As we’ve heard many times before, a buck will tend a doe for up to 72 hours. This time frame seems to correspond almost perfectly with the trends in buck movement observed through last year’s trail camera photos. I got a cluster of buck photos early the first week of November, followed by three or four days of little activity, which was then followed by three or four days of great daytime movement. By November 11-14, bucks were cruising again trying to find hot does.
You can drive yourself nuts looking at old trail camera photos. All the missed opportunities can send you down a rabbit hole of self-doubt if you let it. Hindsight is always 20-20. But as author Robin Sharma once said, “The real trick is to turn hindsight into foresight that reveals insight.”
So what insights can we learn from studying old trail camera photos?
First of all, deer activity is never the same from one area of the country, or the state, to the next. Heck, it can even be different depending on which patch of woods or which side of the road you’re hunting. Looking over last year’s trail camera photos, I definitely notice how some areas experienced lots of rutting action one week and then nothing the next, while other stands that were dead suddenly got hot. This is why it’s so difficult to gauge the stage of the rut in your area compared to where someone else is hunting.
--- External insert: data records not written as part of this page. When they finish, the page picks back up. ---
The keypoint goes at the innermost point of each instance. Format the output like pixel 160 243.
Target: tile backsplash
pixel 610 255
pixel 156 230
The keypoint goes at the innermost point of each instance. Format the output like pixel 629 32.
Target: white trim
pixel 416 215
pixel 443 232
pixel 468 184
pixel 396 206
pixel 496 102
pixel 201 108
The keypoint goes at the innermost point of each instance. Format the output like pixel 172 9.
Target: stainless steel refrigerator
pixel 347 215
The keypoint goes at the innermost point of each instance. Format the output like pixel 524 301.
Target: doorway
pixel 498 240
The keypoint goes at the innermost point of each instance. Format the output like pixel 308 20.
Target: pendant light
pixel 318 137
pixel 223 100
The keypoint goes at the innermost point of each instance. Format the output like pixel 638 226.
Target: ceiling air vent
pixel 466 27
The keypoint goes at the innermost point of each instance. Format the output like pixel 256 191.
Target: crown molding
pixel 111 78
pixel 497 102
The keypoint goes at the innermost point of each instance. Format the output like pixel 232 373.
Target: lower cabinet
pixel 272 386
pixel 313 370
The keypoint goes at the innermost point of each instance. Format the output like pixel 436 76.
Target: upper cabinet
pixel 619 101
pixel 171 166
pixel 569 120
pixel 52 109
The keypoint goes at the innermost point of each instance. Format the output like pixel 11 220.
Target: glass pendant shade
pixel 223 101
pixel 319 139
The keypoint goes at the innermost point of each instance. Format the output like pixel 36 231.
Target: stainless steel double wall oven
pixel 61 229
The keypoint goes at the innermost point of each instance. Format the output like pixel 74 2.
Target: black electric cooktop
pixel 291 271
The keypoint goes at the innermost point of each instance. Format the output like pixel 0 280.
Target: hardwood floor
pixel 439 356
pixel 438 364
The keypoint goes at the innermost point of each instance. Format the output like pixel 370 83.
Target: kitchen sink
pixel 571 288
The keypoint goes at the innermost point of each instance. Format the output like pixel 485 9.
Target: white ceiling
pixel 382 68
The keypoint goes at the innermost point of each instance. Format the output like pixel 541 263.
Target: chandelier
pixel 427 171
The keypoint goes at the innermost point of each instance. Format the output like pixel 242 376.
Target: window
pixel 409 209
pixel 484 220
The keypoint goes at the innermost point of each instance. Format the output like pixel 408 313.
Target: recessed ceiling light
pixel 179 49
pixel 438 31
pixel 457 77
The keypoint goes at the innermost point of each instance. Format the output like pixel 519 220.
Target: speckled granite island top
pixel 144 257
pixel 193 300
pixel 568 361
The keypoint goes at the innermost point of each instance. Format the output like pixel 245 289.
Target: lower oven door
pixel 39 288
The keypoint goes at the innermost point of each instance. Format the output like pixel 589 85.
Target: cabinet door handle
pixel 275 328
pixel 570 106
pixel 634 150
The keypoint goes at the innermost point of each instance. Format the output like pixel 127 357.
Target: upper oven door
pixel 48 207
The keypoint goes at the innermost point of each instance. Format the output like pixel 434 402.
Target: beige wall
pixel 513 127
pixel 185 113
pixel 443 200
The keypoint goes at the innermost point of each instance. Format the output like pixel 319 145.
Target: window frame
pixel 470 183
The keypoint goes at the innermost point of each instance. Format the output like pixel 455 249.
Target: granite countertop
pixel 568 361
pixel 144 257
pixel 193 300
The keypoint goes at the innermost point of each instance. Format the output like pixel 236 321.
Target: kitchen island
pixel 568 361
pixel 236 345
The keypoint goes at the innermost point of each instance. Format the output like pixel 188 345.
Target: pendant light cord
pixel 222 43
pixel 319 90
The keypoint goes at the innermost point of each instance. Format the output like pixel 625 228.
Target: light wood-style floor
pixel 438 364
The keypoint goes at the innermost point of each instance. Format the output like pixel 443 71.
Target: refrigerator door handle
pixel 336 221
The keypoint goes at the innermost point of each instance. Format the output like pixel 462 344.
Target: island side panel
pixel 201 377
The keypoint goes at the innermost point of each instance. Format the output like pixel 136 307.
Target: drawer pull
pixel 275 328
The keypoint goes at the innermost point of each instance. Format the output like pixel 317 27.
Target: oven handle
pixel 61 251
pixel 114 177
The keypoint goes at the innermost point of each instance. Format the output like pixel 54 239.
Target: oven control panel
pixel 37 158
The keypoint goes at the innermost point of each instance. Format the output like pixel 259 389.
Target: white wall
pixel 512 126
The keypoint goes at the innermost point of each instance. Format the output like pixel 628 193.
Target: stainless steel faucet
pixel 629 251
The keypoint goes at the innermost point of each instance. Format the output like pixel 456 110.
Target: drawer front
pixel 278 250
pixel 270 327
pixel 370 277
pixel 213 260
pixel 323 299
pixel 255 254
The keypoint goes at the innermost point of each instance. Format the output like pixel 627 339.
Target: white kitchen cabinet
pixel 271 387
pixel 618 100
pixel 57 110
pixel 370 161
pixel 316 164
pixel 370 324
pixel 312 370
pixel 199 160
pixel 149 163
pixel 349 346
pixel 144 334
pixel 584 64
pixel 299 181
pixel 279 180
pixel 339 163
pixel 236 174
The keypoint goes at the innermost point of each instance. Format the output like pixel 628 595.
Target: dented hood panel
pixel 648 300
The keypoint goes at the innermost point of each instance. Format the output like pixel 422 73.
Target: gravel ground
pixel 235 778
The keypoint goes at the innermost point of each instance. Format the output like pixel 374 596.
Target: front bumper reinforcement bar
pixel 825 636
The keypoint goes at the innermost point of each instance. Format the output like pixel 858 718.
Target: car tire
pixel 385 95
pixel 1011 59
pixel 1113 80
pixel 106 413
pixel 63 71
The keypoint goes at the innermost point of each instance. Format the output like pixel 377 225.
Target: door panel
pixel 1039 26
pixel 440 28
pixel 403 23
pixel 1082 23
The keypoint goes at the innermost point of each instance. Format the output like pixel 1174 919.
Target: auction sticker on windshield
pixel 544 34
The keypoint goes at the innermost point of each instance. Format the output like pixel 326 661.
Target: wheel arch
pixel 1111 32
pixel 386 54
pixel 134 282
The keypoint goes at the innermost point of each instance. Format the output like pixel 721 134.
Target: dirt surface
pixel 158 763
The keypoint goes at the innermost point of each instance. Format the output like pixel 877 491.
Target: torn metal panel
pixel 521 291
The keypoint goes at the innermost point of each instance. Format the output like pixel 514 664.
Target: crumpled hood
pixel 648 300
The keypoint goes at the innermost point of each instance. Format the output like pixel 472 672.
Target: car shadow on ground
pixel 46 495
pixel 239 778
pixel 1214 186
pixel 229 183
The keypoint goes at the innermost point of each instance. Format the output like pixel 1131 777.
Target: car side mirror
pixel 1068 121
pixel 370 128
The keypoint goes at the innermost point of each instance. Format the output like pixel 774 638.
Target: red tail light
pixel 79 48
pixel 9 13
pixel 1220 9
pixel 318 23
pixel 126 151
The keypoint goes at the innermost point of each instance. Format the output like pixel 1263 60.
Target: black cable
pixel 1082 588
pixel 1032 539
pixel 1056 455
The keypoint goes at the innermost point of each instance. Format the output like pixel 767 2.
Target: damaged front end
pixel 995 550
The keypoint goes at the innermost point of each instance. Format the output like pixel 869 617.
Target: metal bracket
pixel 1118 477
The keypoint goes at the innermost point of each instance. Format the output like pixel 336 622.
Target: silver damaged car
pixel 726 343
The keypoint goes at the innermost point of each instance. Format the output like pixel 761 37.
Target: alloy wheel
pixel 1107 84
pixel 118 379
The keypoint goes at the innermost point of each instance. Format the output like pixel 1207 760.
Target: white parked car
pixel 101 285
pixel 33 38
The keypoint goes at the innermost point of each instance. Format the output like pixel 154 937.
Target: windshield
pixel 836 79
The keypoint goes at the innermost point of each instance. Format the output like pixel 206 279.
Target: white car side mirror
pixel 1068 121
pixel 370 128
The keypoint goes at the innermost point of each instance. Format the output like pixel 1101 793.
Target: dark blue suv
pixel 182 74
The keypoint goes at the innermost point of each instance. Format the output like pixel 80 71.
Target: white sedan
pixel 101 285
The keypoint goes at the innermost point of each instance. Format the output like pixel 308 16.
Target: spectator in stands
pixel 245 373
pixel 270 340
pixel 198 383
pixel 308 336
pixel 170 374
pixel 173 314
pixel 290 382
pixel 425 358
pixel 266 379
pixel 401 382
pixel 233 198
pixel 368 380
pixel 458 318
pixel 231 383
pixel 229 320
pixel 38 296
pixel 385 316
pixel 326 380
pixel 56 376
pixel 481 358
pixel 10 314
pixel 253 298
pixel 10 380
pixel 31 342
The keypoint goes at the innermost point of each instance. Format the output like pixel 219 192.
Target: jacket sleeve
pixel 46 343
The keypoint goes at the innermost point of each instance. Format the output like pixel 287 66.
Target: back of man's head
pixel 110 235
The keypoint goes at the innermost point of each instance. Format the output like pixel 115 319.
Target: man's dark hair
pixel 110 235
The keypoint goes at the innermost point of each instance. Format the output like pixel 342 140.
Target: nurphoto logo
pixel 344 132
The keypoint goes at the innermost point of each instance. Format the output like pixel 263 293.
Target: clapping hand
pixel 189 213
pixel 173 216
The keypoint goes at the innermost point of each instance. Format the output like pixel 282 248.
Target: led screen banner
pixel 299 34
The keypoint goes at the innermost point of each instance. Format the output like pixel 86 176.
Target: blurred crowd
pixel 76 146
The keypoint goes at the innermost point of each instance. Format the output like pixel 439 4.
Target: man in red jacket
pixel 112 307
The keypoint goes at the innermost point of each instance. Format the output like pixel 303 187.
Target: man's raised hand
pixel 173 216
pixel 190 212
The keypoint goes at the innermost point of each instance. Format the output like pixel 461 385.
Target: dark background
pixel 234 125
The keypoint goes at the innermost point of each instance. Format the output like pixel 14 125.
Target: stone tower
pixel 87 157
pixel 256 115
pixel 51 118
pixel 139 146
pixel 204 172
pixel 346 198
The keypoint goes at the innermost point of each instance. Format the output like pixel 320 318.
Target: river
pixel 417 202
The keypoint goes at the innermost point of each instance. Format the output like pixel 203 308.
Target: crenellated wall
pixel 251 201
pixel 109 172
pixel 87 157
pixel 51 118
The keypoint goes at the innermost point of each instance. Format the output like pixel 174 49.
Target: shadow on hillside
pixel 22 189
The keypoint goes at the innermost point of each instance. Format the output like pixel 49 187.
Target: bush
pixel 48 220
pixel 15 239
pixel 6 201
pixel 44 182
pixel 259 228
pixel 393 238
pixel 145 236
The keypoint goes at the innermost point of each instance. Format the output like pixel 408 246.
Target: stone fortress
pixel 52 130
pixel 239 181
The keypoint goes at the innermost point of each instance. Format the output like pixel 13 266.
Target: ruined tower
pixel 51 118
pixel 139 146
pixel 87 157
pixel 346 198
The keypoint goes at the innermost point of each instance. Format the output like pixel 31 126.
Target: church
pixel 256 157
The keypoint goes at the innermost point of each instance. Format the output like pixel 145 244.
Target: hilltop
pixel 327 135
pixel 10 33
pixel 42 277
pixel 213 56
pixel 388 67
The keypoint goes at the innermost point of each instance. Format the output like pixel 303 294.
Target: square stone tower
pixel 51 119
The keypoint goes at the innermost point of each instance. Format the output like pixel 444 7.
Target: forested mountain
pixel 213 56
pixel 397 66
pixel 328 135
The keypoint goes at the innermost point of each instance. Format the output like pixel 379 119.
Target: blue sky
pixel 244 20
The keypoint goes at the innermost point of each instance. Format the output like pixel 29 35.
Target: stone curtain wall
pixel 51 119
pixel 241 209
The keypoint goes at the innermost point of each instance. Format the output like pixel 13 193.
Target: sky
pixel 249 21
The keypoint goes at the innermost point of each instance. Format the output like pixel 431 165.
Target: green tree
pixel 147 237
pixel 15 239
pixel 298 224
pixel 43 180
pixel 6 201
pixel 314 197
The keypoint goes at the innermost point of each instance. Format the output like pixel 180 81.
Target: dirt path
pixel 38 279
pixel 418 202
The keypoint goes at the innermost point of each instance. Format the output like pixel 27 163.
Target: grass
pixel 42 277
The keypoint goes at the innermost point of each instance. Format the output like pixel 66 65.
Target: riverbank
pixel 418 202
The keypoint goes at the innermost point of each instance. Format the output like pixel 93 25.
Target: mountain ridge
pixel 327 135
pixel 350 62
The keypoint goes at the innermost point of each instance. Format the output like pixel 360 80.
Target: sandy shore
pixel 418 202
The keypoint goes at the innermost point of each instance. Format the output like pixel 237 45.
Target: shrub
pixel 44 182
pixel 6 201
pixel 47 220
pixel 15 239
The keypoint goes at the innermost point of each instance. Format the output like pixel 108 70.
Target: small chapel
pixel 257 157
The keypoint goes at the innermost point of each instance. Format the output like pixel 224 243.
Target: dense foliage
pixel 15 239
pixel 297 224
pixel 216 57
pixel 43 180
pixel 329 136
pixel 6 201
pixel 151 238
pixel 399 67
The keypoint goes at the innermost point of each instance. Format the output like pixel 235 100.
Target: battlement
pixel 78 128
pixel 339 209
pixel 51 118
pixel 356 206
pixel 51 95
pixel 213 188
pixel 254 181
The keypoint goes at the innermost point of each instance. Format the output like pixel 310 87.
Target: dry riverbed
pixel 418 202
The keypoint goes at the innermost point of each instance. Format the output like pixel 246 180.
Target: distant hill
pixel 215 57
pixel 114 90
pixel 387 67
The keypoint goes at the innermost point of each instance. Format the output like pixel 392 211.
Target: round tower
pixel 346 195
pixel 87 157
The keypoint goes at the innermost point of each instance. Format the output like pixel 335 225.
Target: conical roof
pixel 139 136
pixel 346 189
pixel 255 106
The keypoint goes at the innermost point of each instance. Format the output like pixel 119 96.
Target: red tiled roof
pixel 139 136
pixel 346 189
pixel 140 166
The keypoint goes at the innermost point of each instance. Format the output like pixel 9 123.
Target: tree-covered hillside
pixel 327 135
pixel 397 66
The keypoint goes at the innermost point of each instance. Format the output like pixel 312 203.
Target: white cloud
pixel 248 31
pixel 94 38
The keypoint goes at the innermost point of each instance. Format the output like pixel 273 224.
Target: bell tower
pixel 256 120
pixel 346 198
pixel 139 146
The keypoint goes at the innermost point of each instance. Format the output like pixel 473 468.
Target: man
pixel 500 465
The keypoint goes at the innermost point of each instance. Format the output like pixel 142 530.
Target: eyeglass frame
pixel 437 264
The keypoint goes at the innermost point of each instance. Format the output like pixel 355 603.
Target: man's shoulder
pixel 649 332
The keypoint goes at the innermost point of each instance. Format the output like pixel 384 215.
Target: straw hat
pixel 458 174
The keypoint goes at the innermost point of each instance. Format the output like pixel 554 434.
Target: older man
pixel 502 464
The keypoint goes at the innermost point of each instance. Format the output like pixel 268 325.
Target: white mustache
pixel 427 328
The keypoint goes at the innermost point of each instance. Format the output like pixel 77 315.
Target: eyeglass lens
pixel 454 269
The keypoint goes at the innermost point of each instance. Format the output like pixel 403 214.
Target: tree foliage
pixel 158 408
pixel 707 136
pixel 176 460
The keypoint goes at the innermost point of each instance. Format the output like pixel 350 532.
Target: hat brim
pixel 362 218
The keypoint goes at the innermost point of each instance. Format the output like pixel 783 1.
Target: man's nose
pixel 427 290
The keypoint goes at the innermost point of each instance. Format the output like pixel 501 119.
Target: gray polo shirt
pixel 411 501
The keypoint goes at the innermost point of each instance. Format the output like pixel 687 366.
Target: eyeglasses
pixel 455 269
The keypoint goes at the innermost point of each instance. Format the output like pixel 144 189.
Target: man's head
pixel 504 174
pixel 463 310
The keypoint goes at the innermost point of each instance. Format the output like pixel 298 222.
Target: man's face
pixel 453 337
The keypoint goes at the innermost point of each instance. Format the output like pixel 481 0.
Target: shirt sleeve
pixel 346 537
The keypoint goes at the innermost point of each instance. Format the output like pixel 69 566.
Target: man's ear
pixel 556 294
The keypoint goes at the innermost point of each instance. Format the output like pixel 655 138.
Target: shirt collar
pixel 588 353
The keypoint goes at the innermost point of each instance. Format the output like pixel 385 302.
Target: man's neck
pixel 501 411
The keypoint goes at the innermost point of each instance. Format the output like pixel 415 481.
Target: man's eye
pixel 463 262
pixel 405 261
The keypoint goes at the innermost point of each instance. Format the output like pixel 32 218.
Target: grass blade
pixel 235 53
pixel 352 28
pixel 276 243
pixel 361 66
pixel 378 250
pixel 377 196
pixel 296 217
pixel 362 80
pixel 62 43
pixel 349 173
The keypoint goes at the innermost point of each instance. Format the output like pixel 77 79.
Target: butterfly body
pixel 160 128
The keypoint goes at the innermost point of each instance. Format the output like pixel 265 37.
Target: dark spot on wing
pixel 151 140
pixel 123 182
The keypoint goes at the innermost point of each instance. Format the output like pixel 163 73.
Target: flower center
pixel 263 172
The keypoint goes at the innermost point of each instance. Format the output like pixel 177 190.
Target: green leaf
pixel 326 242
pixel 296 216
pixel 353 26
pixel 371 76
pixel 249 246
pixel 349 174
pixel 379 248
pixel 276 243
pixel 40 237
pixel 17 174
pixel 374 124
Second, deer movement often changes from one year to the next, and from one day to the next, and hunting pressure can complicate matters even more. If you’re getting more nighttime photos than usual, then ask yourself why. For instance, in early October, I frequently captured daytime images of bucks on my trail cameras. But once muzzleloader season started and hunting pressure increased, their patterns changed. To be successful, you have to adapt to those changes.
And third, never underestimate the unpredictability of a buck in rut. Hormones always trump weather conditions. It’s easy to get discouraged when those fall days feel more like summer, and you think there’s no way a mature buck will be on his feet. Those conditions test your mettle and push your focus to the breaking point.
Seeing photos of bucks cruising in the middle of the day during the worst hunting conditions taught me the most valuable lesson of all: don’t quit. It takes only one encounter to make a dream come true, one buck that doesn’t care about the weather. And during the rut, he can show up anytime, but in order to get the shot, you have to be on stand waiting for him.
It’s fascinating to flip through last year’s trail camera photos and see how deer movement changed throughout the course of the season, and how rutting activity ebbed and flowed from one week to the next. It’s easy to beat yourself up over potential missed opportunities, but remember, “After an event, even a fool is wise.” Homer, the ancient Greek poet, said that many centuries ago, and it still rings true today. The most important thing is that we take the lessons learned from last year’s trail camera photos and turn them into insights that will help us be successful this fall.